Now with index buffers, the parameter is actually just an offset into the server side buffer. You might be very interested in this SO Question: What is the result of NULL + int?
Also I gave an exhaustive answer there, I strongly recommend reading https://stackoverflow.com/a/8284829/524368
What I wrote about function signatures and typecasts also applies to glDraw… calls.
I have read and seen other questions that all generally point to the suggestion to interleav vertex positions and colors, etc into one array, as this minimizes the data that gets sent from cpu to gpu.
What I'm not clear on is how OpenGL does this when, even with an interleaved array, you must still make separate GL calls for position and color pointers.
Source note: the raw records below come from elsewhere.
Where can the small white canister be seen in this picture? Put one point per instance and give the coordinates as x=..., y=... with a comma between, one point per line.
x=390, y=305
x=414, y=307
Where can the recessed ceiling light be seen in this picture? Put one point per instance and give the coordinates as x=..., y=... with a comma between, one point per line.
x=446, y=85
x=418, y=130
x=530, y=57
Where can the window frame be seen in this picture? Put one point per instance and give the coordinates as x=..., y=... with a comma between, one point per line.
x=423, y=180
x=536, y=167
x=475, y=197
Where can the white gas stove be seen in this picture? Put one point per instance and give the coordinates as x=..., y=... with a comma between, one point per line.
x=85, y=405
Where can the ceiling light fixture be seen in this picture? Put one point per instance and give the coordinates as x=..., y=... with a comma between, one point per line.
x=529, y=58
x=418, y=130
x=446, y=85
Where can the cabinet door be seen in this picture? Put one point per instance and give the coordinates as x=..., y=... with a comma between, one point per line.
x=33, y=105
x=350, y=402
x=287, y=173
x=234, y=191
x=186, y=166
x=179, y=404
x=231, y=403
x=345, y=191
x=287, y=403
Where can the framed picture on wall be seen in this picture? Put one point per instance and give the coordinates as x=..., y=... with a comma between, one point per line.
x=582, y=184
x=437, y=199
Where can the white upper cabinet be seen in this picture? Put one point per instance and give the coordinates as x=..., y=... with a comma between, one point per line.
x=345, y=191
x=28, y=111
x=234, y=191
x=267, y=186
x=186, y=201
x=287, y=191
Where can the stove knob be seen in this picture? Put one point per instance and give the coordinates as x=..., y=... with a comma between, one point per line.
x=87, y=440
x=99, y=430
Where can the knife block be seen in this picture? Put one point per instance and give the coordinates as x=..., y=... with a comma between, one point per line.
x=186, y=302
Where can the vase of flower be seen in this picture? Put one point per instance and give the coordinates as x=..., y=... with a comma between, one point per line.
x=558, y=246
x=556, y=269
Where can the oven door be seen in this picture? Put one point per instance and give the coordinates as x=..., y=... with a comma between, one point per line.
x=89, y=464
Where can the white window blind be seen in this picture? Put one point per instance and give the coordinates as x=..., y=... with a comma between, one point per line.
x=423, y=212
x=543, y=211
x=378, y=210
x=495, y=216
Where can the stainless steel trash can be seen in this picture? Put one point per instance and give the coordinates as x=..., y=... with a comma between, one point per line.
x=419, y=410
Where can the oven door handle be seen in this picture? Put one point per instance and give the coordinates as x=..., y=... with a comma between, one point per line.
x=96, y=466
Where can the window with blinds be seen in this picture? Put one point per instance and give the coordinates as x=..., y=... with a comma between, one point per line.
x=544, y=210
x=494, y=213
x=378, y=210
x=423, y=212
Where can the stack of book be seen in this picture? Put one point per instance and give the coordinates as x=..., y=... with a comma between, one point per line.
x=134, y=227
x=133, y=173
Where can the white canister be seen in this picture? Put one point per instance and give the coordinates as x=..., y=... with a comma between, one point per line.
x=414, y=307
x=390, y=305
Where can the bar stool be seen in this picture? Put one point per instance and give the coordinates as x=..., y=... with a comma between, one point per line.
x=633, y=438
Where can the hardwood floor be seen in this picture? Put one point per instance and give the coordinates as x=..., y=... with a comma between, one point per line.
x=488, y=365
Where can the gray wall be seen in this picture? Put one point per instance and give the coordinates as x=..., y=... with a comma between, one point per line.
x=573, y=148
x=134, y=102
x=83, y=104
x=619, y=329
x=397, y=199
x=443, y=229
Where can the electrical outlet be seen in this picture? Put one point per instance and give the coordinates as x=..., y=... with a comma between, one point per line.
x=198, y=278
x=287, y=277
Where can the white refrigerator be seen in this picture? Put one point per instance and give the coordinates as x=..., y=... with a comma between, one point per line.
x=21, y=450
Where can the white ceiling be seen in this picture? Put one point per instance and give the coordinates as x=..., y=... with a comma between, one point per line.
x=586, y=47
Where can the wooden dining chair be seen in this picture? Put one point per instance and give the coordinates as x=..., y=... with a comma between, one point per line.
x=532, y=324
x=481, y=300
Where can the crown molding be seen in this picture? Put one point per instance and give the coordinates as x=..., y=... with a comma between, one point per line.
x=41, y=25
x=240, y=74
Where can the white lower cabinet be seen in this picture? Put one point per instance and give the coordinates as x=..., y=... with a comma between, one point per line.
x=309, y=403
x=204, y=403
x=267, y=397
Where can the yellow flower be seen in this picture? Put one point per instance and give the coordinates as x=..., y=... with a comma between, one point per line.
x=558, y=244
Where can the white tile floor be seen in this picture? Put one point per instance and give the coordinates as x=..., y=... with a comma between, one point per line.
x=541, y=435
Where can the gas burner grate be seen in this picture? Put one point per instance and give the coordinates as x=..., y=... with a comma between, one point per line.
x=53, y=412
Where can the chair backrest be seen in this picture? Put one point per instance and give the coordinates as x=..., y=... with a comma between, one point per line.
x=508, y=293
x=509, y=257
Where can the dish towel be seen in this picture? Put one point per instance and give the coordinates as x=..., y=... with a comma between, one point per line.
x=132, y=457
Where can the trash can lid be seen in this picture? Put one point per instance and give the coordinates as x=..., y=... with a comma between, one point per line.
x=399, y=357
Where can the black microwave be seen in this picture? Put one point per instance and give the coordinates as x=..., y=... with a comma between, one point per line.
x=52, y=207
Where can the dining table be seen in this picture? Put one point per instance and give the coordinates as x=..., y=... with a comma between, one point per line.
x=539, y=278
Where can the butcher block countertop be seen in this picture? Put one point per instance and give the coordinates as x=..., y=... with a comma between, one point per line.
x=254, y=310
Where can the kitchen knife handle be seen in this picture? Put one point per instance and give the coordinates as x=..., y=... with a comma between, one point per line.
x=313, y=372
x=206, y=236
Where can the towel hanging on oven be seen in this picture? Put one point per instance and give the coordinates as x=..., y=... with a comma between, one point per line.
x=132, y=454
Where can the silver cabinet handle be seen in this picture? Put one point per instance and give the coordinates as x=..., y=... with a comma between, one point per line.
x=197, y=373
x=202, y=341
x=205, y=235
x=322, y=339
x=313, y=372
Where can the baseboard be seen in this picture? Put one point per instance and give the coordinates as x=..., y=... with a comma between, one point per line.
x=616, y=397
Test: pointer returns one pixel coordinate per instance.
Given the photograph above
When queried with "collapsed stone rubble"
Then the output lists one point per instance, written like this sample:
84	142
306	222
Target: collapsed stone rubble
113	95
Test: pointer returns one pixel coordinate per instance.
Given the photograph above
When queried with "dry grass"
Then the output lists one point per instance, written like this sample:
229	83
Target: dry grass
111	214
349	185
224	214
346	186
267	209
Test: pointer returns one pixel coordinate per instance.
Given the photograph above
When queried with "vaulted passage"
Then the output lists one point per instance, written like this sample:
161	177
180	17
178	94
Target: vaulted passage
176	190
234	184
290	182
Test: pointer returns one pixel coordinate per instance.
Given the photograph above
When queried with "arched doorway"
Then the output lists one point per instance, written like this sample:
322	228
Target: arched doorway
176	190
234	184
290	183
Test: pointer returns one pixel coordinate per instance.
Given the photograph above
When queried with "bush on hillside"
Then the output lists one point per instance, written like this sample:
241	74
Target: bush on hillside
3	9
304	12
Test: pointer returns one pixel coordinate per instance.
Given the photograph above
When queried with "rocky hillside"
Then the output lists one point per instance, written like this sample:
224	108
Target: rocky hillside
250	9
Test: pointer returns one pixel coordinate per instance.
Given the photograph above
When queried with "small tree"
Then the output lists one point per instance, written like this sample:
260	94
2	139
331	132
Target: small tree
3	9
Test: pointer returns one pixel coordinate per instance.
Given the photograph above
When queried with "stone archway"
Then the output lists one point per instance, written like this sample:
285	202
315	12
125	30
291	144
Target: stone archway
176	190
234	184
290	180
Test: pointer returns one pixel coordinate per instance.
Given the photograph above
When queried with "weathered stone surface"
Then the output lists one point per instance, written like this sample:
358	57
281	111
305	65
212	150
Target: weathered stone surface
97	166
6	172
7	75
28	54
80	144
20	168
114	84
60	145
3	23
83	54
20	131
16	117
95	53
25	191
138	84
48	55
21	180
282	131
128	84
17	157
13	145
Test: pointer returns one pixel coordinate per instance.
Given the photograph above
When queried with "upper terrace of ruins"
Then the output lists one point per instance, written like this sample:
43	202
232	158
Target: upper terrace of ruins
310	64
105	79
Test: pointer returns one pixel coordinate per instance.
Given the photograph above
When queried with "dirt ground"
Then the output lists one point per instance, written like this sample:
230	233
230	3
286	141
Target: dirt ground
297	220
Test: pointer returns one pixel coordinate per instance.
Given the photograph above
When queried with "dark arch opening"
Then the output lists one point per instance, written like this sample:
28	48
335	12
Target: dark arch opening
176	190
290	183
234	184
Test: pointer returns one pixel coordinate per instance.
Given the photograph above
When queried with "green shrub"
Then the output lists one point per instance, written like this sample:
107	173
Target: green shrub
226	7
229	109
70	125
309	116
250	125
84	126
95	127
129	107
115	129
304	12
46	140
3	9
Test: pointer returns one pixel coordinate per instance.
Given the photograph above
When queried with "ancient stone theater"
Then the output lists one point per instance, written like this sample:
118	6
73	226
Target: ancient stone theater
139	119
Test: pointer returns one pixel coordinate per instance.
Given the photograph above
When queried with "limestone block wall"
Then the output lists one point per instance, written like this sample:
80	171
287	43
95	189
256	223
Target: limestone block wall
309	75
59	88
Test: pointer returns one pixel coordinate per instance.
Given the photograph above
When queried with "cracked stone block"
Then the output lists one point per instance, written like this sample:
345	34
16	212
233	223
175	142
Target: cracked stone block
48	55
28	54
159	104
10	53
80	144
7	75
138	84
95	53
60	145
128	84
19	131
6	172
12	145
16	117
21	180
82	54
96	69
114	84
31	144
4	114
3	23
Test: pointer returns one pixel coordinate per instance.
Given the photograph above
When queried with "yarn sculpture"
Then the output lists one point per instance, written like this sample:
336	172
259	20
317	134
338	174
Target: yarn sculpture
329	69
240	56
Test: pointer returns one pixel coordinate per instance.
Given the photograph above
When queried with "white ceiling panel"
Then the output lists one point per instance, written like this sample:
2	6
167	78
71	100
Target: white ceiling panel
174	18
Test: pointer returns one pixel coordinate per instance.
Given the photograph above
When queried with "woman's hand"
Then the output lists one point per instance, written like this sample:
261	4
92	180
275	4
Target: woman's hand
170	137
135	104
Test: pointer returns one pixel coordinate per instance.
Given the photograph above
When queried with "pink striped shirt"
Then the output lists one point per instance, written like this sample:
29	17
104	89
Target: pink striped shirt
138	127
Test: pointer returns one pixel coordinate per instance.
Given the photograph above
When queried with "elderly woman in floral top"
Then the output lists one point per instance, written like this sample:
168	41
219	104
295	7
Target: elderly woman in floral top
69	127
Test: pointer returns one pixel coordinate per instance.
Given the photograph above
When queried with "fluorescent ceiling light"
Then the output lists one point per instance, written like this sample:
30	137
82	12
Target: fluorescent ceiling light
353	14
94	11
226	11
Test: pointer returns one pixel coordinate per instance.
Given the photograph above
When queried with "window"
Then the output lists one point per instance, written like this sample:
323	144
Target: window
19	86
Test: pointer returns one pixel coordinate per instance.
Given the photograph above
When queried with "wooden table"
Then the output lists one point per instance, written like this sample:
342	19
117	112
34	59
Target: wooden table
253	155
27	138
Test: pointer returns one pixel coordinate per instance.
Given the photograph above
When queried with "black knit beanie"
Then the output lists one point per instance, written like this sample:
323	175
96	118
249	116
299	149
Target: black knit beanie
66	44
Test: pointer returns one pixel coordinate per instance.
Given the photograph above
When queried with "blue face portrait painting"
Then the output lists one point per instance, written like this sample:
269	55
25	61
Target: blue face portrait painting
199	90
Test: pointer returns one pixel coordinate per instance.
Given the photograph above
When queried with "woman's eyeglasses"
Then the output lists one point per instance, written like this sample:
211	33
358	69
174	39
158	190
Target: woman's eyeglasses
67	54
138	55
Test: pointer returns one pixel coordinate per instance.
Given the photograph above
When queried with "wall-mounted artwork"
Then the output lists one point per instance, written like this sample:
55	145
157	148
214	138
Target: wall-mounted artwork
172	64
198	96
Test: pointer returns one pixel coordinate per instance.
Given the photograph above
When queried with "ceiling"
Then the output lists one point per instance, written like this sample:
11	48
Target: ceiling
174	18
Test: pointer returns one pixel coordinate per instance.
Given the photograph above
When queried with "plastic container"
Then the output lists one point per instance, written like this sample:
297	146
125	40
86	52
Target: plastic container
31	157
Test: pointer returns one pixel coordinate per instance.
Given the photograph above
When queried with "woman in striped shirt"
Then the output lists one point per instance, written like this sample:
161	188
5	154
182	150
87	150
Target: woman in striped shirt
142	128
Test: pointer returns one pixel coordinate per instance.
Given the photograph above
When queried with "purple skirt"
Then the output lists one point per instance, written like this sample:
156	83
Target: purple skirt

If both pointers use the same array, just set to start at different points in that array, does the draw call not copy the array twice since it was the object of two different pointers?
This is mostly about cache. For example, imagine we have 4 vertex and 4 colors. You can provide the information this way (excuse me but I don't remember the exact function names)
glVertexPointer(..., vertex);
glColorPointer(..., colors);
What it internally does, is read vertex[0], then apply colors[0], then again vertex[1] with colors[1]. As you can see, if vertex is, for example, 20 megs long, vertex[0] and colors[0] will be, to say the least, 20 megabytes apart from each other.
Now, on the other hand, if you provide a structure like { vertex0, color0, vertex1, color1, etc.} there will be a lot of cache hits because, well, vertex0 and color0 are together, and so are vertex1 and color1.
Hope this helps answer the question
edit: on second read, I may not have answered the question. You might probably be wondering how does OpenGL know which values to read from that structure, maybe? Like I said before with a structure such as { vertex, color, vertex, color } you tell OpenGL that vertex is at position 0, with an offset of 2 (so next one will be at position 2, then 4, etc) and color starts at position 1, with an offset of 2 also (so position 1, then 3, etc).
addition: In case you want a more practical example, look at this link http://www.lwjgl.org/wiki/index.php?title=Using_Vertex_Buffer_Objects_(VBO). You can see there how it only provides the buffer once and then uses offsets to render efficiently.
I suggest reading: Vertex_Specification_Best_Practices
h4lc0n provided quite nice explanation, but I would like add some additional info:
interleaved data can actually hurt performance when your data often changes. For instance when you change position of point sprites, you update POS, but COLOR and TEXCOORD are usually the same. Then, when data is interleaved you must "touch" additional data. In that case it would be better to have one VBO for POS only (or in general for data that changes often) and the second VBO for data that is constant.
it is not easy to give strict rules about VBO layout, since it is very vendor/driver specific. Also your usage can be different from others. In general it is needed to make some benchmarks for your particular test cases
You could also make an argument for separating different attributes. Assuming a GPU does not process one vertex after another but rather a bunch (ex. 16) of them in parallel, you would would get something like this while executing a vertex shader:
read attribute A for all 16 vertices
perform some computations
read attribute B for all 16 vertices
perform some more computations
....
So you read one attribute for many vertices at once. From this reasoning it would seem that interleaving the attributes actually hurts the performance. Of cours this would only be visible if you are either bandwidth constrained or if the memory latency cannot be hidden for some reason (ex. a complex shader that requires many registers will reduce the number of vertices that can be in flight at a given time).